Margriet Mantingh, présidente de PAN Pays-Bas, a déclaré : « Le fait de ne pas traiter correctement des problèmes de santé importants pourrait nuire directement à la population. C’est pourquoi le procès est d’une importance capitale. De nombreuses études épidémiologiques indiquent un lien potentiel entre le glyphosate et divers problèmes de santé, notamment le cancer, la mortinatalité, les malformations, les troubles du spectre autistique et la maladie de Parkinson. »
Angeliki Lysimachou, responsable scientifique et politique à PAN Europe, souligne : « L’utilisation généralisée du glyphosate peut avoir des effets dévastateurs sur l’environnement : il peut nuire aux espèces aquatiques et terrestres, menacer les écosystèmes et la biodiversité, et ses résidus, ainsi que son produit de dégradation, l’AMPA, contaminent les sources d’eau dans toute l’Europe. Pourtant, malgré des centaines d’études scientifiques récentes mettant en évidence les effets néfastes sur l’environnement, les autorités européennes n’ont pas tenu compte de ces preuves et ont conclu à tort que le glyphosate était sans danger. »

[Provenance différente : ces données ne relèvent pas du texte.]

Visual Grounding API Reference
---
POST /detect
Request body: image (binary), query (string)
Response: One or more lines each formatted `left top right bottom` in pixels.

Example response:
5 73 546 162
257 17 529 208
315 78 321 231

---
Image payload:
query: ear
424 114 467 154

Une action juridique désormais possible pour les ONG
Helmut Burtscher, chargé de campagne à GLOBAL 2000 (Autriche), ajoute : « Pendant des décennies, seuls les fabricants pouvaient contester les décisions d’autorisation devant les tribunaux, exploitant souvent ce droit pour contester les décisions qu’ils jugeaient défavorables. Toutefois, un changement législatif intervenu en 2021 permet désormais aux ONG environnementales et aux citoyens de faire valoir leurs droits environnementaux devant la Cour de justice de l’Union européenne. Cette affaire offre l’opportunité de prouver que la réapprobation du glyphosate n’est pas conforme au règlement de l’UE sur les pesticides« .

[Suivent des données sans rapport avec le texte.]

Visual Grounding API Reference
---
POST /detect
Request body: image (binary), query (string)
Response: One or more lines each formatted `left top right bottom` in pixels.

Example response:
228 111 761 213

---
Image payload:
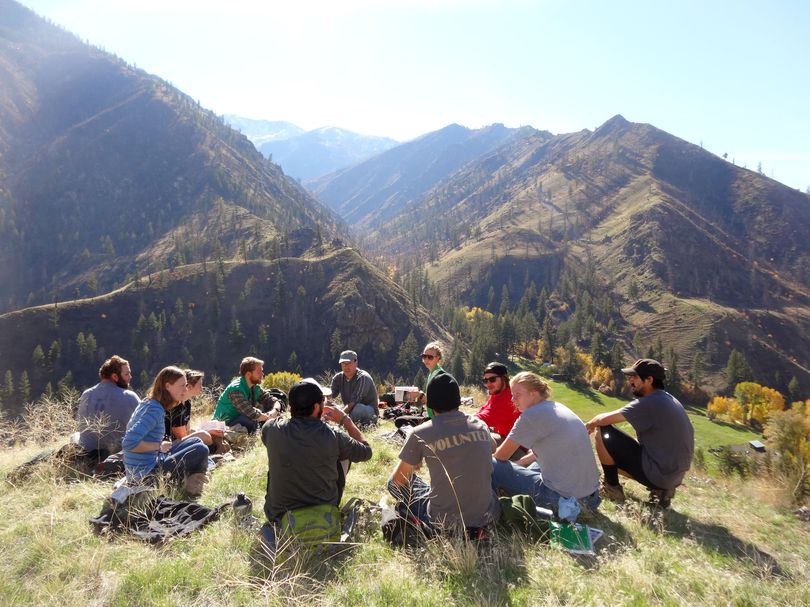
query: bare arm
495 438 520 462
585 409 627 434
322 405 366 443
130 441 172 453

Martin Dermine de PAN Europe conclut : « En réapprouvant le glyphosate, la Commission européenne montre qu’elle est du côté de l’agro-industrie. La science est claire sur les dangers posés par cette substance : elle doit être interdite, comme l’exige la législation européenne. Des arrêts récents de la Cour de justice de l’UE (2) confirment que la priorité doit être accordée à la santé humaine et à l’environnement, alors que le principe de précaution est à la base des politiques en matière de pesticides. La Commission européenne a simplement fait le contraire. »

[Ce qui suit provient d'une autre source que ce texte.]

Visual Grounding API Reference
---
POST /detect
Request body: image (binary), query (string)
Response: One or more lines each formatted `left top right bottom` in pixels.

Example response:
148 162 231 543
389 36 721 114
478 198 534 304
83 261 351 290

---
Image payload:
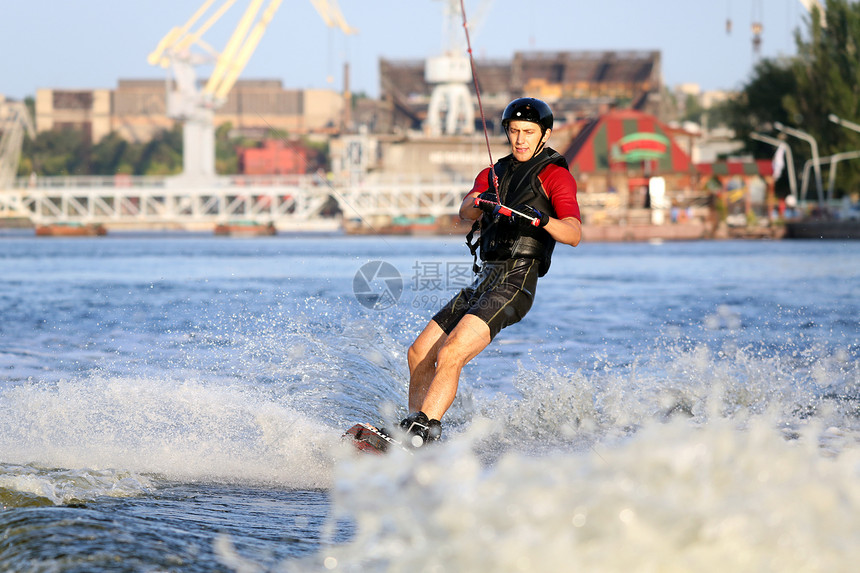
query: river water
0 233 860 572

* Les 4 associations membres de PAN Europe, qui en plus de PAN Europe déposent le recours, sont Générations Futures, PAN Germany, Global 2000 et PAN Pays-Bas. En France, le recours déposé par Générations Futures avec PAN Europe est soutenu par les associations Collectif Victimes des pesticides de l’Ouest ou encore par l’UFC-Que Choisir.